You forgot the 'why'. Why was she let go? Reddit, the company, was paying her salary and they have the right to let her go if they feel she isn't doing her job. You don't even know the whole story. You are defending the mods based on biased and one-sided information.

"Thats why a petition for the CEO's resignation has 200,000 signatures"

This can easily be manipulated online, so I don't even know if I can trust it.


They're not mad that she was fired. They're mad because she was fired aND reddit leadership had no plan to help the communities that depended on her work. Instead they left them high and dry. That's a very important distinction.


You like many people seem to not realize something that the other side is saying: WE KNOW REDDIT HAS THE RIGHT TO FIRE THEIR STAFF, AND NO ONE IS COMPLAINING BECAUSE REDDIT CHOSE TO RESTAFF.

Now, go back and read the all caps like five times, because people keep trying to say that to you, and you keep shouting about how reddit has the right to fire people.

People are upset because reddit corporate did a shitty job of managing reddit corporate, and it caused reddit corporate to fall through on several plans they had made with the public and other parties.

This particular instance of shitty management and execution on the part of reddit corporate is just the latest in a long string of bad management, and people finally got sick of it.


"People are upset because reddit corporate did a shitty job of managing reddit corporate, and it caused reddit corporate to fall through on several plans they had made with the public and other parties."

Shouting louder and using caps doesn't make me believe you or add to the discussion.

I just don't think this was a planned and orchestrated protest as a result of mis-management. There might have been 1 or 2 mods that felt this way, but the rest did it in "solidarity"..more likely a pure emotional decision to feel like they were part of the group (reminds me of the occupy wallstreet mentality..which accomplished nothing and just made the protesters look foolish).

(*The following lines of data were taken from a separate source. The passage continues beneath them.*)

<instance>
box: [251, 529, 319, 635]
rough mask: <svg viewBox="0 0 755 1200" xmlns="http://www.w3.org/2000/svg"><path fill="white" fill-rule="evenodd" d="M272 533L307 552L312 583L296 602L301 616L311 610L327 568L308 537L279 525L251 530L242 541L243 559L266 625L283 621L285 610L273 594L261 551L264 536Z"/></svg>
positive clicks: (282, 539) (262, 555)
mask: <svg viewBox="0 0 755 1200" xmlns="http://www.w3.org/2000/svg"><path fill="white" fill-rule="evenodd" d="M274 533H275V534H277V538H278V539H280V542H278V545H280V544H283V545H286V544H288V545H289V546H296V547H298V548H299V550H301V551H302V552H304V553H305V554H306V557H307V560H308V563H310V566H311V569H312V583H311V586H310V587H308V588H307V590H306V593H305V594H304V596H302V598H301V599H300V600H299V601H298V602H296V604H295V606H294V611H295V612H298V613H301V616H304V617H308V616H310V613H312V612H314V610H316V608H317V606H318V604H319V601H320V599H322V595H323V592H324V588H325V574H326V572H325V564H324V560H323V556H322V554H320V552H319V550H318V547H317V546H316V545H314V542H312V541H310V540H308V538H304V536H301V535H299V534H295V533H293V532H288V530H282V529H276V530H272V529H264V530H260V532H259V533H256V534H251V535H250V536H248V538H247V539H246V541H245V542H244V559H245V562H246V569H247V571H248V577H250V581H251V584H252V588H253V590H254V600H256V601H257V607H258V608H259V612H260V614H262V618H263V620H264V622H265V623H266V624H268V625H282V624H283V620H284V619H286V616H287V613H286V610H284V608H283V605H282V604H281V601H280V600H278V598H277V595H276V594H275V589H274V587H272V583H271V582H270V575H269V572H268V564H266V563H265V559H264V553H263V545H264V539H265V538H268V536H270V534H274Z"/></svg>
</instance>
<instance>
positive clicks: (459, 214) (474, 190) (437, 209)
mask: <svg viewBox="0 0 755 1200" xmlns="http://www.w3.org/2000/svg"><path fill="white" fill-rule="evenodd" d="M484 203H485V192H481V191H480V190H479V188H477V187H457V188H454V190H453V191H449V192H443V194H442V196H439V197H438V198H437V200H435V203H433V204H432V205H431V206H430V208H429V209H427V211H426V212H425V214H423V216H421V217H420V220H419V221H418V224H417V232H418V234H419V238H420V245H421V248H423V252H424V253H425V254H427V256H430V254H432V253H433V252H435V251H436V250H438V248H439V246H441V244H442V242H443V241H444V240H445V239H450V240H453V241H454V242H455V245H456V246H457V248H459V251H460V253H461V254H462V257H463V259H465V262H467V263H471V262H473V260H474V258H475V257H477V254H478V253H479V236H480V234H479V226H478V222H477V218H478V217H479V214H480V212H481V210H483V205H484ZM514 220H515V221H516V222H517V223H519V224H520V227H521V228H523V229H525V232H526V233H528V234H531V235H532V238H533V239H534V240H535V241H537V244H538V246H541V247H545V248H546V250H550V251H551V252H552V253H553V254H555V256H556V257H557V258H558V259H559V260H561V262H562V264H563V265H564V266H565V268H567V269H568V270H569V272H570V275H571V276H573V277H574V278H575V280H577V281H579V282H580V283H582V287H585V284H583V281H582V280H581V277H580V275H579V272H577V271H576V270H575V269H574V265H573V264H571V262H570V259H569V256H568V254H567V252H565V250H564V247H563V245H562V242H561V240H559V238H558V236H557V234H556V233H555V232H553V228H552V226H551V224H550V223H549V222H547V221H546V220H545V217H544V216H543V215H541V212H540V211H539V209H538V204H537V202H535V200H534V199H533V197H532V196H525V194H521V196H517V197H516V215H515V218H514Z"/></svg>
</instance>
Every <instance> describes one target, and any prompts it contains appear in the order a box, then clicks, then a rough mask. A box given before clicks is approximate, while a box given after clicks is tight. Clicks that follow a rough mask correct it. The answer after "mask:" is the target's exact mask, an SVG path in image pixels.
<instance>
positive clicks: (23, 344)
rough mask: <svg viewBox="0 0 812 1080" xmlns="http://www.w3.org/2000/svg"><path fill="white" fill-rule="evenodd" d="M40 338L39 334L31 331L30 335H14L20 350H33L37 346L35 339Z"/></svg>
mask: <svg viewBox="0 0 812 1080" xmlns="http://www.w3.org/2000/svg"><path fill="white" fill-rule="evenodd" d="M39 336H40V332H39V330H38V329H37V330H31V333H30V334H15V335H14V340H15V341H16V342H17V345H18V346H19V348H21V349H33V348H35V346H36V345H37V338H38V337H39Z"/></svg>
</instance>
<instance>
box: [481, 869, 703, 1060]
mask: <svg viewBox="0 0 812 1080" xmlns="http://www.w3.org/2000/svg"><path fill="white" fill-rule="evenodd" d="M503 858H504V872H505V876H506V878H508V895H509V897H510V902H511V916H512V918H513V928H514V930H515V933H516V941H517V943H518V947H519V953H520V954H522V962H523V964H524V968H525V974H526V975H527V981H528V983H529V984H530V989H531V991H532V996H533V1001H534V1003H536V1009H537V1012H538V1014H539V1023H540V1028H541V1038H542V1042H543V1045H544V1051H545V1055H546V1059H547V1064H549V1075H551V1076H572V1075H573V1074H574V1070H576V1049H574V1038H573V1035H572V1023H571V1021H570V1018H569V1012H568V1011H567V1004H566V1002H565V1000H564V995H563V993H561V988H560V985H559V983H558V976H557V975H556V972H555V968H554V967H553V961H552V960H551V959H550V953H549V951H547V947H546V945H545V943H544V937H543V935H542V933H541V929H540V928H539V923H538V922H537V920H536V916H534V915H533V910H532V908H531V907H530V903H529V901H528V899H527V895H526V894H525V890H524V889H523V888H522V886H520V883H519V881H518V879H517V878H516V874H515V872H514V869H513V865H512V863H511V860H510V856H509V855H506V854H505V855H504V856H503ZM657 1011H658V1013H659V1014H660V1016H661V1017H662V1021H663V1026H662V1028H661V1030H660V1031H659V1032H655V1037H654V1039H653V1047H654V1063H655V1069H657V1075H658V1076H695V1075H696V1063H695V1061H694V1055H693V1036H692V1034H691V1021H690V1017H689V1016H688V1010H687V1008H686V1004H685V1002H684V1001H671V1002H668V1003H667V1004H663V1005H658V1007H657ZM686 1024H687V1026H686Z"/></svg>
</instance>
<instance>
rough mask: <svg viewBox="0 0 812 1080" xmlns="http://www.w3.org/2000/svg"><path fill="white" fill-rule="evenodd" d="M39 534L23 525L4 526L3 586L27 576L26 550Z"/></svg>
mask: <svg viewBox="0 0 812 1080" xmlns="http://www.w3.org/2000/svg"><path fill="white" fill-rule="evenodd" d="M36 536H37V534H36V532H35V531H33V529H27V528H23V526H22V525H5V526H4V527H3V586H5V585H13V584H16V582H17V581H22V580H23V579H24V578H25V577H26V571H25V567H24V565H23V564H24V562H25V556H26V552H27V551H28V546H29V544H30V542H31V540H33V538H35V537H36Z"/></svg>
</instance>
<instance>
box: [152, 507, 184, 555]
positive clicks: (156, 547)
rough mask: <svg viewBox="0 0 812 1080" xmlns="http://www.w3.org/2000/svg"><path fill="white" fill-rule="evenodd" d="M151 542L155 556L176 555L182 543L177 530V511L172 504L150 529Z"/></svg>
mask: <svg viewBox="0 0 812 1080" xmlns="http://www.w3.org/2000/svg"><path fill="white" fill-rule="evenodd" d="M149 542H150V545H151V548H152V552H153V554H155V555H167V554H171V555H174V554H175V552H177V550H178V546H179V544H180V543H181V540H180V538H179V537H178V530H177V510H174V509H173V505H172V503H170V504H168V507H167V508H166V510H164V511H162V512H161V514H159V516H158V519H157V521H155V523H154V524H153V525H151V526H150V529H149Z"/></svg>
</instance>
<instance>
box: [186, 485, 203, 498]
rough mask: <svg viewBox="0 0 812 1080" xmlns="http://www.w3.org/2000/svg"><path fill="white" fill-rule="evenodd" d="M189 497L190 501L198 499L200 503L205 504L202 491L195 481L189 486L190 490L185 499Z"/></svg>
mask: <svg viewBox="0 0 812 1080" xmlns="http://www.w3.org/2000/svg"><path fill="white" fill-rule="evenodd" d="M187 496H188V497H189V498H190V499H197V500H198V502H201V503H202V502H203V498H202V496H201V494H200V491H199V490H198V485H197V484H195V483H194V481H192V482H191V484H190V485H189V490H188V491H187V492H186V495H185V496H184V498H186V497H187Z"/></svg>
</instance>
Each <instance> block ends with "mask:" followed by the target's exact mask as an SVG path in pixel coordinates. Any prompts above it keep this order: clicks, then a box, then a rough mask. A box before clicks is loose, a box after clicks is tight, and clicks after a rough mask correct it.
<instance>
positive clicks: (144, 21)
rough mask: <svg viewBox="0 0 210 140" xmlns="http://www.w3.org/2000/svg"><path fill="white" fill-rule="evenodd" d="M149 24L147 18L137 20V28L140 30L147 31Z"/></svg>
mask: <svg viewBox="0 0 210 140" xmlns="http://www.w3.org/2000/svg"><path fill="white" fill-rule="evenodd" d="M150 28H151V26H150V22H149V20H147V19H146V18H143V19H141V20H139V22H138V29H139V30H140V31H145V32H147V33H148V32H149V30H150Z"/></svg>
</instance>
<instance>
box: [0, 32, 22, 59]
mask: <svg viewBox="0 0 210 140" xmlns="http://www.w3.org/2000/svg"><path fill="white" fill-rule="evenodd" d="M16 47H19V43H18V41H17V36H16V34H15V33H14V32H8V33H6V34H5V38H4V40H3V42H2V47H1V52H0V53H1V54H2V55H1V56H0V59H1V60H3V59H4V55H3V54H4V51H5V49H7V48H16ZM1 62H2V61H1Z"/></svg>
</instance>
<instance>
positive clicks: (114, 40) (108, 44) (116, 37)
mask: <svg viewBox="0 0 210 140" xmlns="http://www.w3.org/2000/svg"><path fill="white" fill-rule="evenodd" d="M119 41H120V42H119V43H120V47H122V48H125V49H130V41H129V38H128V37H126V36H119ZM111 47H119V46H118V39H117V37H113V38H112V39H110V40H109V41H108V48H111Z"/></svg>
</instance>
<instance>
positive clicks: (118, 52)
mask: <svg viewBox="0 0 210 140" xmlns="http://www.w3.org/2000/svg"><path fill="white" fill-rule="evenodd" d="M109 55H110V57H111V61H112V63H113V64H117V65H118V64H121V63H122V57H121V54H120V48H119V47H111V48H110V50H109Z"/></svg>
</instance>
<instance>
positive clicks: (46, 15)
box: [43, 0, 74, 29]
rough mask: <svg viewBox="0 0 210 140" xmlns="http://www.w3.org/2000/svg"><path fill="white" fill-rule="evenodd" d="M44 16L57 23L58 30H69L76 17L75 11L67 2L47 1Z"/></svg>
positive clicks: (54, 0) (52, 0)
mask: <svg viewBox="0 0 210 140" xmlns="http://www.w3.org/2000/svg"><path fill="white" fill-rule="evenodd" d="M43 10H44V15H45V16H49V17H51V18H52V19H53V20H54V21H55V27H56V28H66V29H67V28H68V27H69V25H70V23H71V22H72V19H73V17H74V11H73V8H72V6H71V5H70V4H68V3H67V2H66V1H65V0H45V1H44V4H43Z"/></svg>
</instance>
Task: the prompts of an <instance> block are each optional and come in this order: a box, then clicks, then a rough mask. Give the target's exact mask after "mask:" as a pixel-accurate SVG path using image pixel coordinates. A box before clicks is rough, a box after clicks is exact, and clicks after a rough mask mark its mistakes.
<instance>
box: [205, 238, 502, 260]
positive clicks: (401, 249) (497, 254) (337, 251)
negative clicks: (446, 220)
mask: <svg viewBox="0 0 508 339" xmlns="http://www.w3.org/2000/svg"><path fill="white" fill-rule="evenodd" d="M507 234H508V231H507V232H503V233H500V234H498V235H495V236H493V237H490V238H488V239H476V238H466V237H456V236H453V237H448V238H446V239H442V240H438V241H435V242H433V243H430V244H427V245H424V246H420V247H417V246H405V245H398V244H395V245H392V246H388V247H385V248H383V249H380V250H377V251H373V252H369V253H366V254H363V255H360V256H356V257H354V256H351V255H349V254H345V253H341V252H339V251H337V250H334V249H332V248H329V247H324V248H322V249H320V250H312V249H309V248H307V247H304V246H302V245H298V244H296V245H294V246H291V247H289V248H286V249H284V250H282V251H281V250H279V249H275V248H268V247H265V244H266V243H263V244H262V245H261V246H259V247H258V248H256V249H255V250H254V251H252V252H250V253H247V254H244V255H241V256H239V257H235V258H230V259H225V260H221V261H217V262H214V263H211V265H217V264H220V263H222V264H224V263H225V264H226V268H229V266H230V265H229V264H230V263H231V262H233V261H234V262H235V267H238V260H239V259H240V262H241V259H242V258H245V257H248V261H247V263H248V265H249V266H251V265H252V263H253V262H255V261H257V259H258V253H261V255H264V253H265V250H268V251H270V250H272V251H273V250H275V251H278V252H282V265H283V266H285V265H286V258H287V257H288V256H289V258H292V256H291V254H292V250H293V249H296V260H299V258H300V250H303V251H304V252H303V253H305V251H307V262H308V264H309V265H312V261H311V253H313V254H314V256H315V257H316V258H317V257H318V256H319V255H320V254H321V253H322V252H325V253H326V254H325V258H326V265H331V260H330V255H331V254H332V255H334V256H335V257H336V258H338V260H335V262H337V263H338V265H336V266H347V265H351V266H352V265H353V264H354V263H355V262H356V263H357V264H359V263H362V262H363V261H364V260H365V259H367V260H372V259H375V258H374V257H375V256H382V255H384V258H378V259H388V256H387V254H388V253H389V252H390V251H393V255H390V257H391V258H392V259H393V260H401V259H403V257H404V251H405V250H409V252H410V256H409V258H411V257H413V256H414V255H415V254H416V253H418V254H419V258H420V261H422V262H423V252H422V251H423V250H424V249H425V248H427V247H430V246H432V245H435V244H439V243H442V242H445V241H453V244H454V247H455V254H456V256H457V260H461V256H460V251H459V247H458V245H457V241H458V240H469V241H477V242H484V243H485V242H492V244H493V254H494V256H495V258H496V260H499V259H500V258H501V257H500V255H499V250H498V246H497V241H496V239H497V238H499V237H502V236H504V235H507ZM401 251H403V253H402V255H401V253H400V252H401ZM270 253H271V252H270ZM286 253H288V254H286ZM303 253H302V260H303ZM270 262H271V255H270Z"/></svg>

If they really wanted to make a change, they should have all gotten together and contacted management..like mature adults. But this takes intelligence, discipline, maturity and doesn't give them the desired effect of rebellion. It feels good to rebel because it gives a person a sense of power that they probably don't normally have in their life.

It's the difference between a government discussing change and a mob of people burning down the city because they aren't getting what they want. A step back in terms of social change.

I also didn't see any of the explanations that you claim when it was happening. It's just back-pedaling to try to justify the actions of the mods.

Most inexperienced people don't don't how to play politics...and may get what they want in the short-term (the company just wants to put out the fire until they can figure out a good strategy) but will be pushed aside in the long-term.

The mods have no leverage except the power to make a sub-reddit private...and that can easily be taken away. If they let all of the mods go today, there would be people lining up to replace them tomorrow. But, this would be a bad PR move for Reddit...so it won't happen this quickly.